DataFrames provide a convenient and efficient way to handle structured data in Spark. You will now take the data loaded from CIFAR-10 files, parallelize it using RDDs (Resilient Distributed Datasets), and then convert these RDDs into DataFrames. This process must handle multiple batches of data to form a comprehensive dataset.

In [None]:
from pyspark.sql import Row

# Function to create a DataFrame from a single batch file
def create_dataframe_from_batch(file):
    images_and_labels = load_cifar10_batch(file)
    rdd = spark.sparkContext.parallelize(images_and_labels)
    row_rdd = rdd.map(lambda x: Row(image_data=x[0], label=x[1]))
    df = spark.createDataFrame(row_rdd)
    return df

# Load and combine multiple batches
df = None
for batch_file in batch_files:
    batch_df = create_dataframe_from_batch(batch_file)
    if df is None:
        df = batch_df
    else:
        df = df.union(batch_df)


4. What does the `parallelize` method do, and why is it important in Spark?
5. How does the `union` method help in combining data from different sources?

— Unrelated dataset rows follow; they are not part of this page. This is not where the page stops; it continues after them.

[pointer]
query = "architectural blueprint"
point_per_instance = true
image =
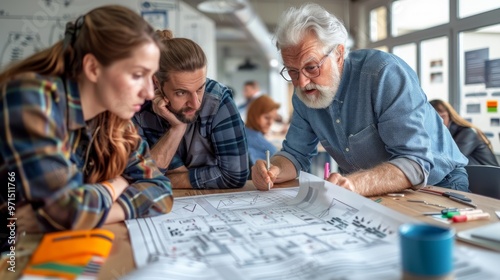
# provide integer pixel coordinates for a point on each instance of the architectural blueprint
(315, 231)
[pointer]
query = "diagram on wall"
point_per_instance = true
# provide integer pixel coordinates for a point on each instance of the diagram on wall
(29, 26)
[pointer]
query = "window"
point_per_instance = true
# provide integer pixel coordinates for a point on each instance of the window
(472, 7)
(413, 15)
(434, 68)
(378, 24)
(408, 53)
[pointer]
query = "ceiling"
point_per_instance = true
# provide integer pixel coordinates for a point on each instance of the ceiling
(248, 32)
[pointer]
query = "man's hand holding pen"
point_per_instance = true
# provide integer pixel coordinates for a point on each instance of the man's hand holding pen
(262, 176)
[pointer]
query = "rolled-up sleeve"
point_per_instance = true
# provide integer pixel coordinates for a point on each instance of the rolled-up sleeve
(150, 192)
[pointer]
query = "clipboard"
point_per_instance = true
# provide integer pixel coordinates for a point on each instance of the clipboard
(487, 236)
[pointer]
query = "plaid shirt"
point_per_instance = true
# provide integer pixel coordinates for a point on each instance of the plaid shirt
(214, 147)
(43, 144)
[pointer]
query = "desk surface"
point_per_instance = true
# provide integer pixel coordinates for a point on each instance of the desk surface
(120, 262)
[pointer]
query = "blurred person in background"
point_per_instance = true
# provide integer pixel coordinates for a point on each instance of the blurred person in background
(261, 115)
(469, 138)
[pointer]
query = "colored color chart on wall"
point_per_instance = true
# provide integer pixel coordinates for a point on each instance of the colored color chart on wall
(492, 106)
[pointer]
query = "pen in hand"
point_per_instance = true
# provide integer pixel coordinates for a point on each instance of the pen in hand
(327, 170)
(268, 166)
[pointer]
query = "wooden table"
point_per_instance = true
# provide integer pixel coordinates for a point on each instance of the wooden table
(120, 261)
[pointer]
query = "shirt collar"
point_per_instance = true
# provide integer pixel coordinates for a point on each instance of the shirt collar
(75, 112)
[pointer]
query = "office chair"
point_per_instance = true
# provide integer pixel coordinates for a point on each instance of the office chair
(484, 180)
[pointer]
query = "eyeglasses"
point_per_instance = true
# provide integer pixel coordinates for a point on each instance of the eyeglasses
(310, 71)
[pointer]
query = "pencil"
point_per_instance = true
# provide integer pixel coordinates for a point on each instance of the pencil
(268, 164)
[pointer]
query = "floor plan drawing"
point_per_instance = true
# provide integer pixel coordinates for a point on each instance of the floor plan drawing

In machine learning, features need to be numeric and typically normalized. The images in the CIFAR-10 dataset are in byte format and must be converted into a usable form for machine learning models. This task involves writing a UDF that converts the image byte data into a dense vector of normalized pixel values.

In [None]:
from pyspark.sql.functions import udf
from pyspark.ml.linalg import Vectors, VectorUDT
import numpy as np

def convert_bytes_to_vector(image_bytes):
    image = Image.open(io.BytesIO(image_bytes))
    array = np.array(image).flatten().astype(float) / 255.0
    return Vectors.dense(array)

convert_udf = udf(convert_bytes_to_vector, VectorUDT())

# Apply UDF to the DataFrame
df = df.withColumn("features", convert_udf("image_data"))


6. Why is it necessary to normalize the pixel values in image processing?
7. What are the benefits of using UDFs in Spark?